A general strike on 5 May against planned cuts stopped Greece, and brought onto the streets of Athens the biggest demonstration there since the fall of the military dictatorship in 1974.
Although Greece's big union federations are closely tied to the governing party, Pasok, they plan further strikes. There is protest within Pasok. On 6 May three MPs were expelled from the Pasok parliamentary group for voting against the cuts.
Panicked by the growing Greek crisis, on 10 May the eurozone governments, with the IMF, put together a 750 billion euro (about ｣650 billion) rescue plan not just for Greece but for other eurozone states facing financial crisis: Portugal, Ireland, Italy, Spain.

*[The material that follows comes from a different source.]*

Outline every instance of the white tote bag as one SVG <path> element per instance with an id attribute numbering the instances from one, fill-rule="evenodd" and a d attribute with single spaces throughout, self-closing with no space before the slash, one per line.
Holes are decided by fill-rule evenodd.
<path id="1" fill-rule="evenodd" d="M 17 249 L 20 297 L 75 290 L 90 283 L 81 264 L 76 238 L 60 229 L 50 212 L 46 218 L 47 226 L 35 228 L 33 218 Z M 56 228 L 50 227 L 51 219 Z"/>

The European Central Bank will break its previous rules and start buying up the bonds (interest-bearing IOU notes) of eurozone governments.
The move is analogous to the vast "bail-out" operations (buy-outs, loans, guarantees) carried out by governments in late 2008, except that this time it is governments bailing out other governments rather than governments bailing out banks.
The "bail-out" of the banks succeeded, on the level that it stopped a cascade of big banks going bust one after the other.
This new "bail-out" may succeed, on its own level, or it may not: the financial problems of Greece, or some other government, may prove just too big to solve by doling out extra loans. In the last resort governments could just take over banks; the European Central Bank cannot take over the administration of Greece.
The 2008 "bail-outs" shifted the sharp point of the capitalist crisis from banks to governments. This "bail-out" partly shifts the sharp point of a crisis from the Greek government to the eurozone as a whole. "The euro is the fall guy", said a banker quoted in the Financial Times (12 May). "If there was not a euro-crisis before the weekend bail-out plan, there is now".
A study of the eurozone crisis written by Marxist economist Costas Lapavitsas and others shows that it is rooted in unresolved imbalances and contradictions of the eurozone project.
As Martin Wolf of the Financial Times also points out (FT 12 May), since its start in 2002 "the story of the eurozone economy has been one of divergence, not convergence".
Germany has squeezed wages and social spending, and so kept down its export costs. It has exported much more to the Mediterranean eurozone countries than it has imported. (In the case of Greece, a good chunk of the exports it has taken in from Germany and other richer eurozone countries has been weaponry. Greece's military spending is almost twice as high, relative to the size of its economy, as any other European country's).
If each country had its own money, probably the drachma, the lira, the peseta and so on would have lost value relative to the deutschmark. That would bring its own problems, but bit by bit.
Why didn't Greece and other countries simply run out of euros? Because there were vast flows of lending from German and other banks to the Mediterranean countries.
With the credit crunch, from 2008 those flows of lending dried up. At the same time, the general world slump depressed the Greek government's income.
There is now talk from both right and left of Greece quitting the euro. For sure a workers' government in Greece could not respect the rules of the eurozone, and would have to impose controls on the movement of large sums of money. It would have to find another way of linking up economically with other countries.
But if a workers' government would to lead to a break with the euro, it does not at all follow that a break with the euro would lead to a workers' government. Greece would still have huge debts to be repaid in euros, and meanwhile would suffer a huge collapse in the relative value of a reintroduced drachma. It would face bigger cuts, not smaller ones.
A full break-up of the eurozone? As Martin Wolf points out: "This would cause the financial system to implode, since the relations between assets and liabilities now in euros would become so uncertain. There would be massive capital flight into the banks of those countries deemed safe" (FT, 12 May).
The eurozone faces a compulsion either to integrate social and economic policy right across Europe, or to collapse. It may "muddle through" this crisis without either sharp choice, but if so, only by postponing the dilemma.
The socialist answer has to be to unite workers of different countries to fight for a workers' united Europe, with "convergence" through social levelling-up.
In Greece, much now depends on the ability of the socialist groups to help the workers who have struck and demonstrated to organise a political alternative. The stresses within Pasok and the Pasok-aligned unions have to be worked on, aiming towards a political regroupment with a socialist programme.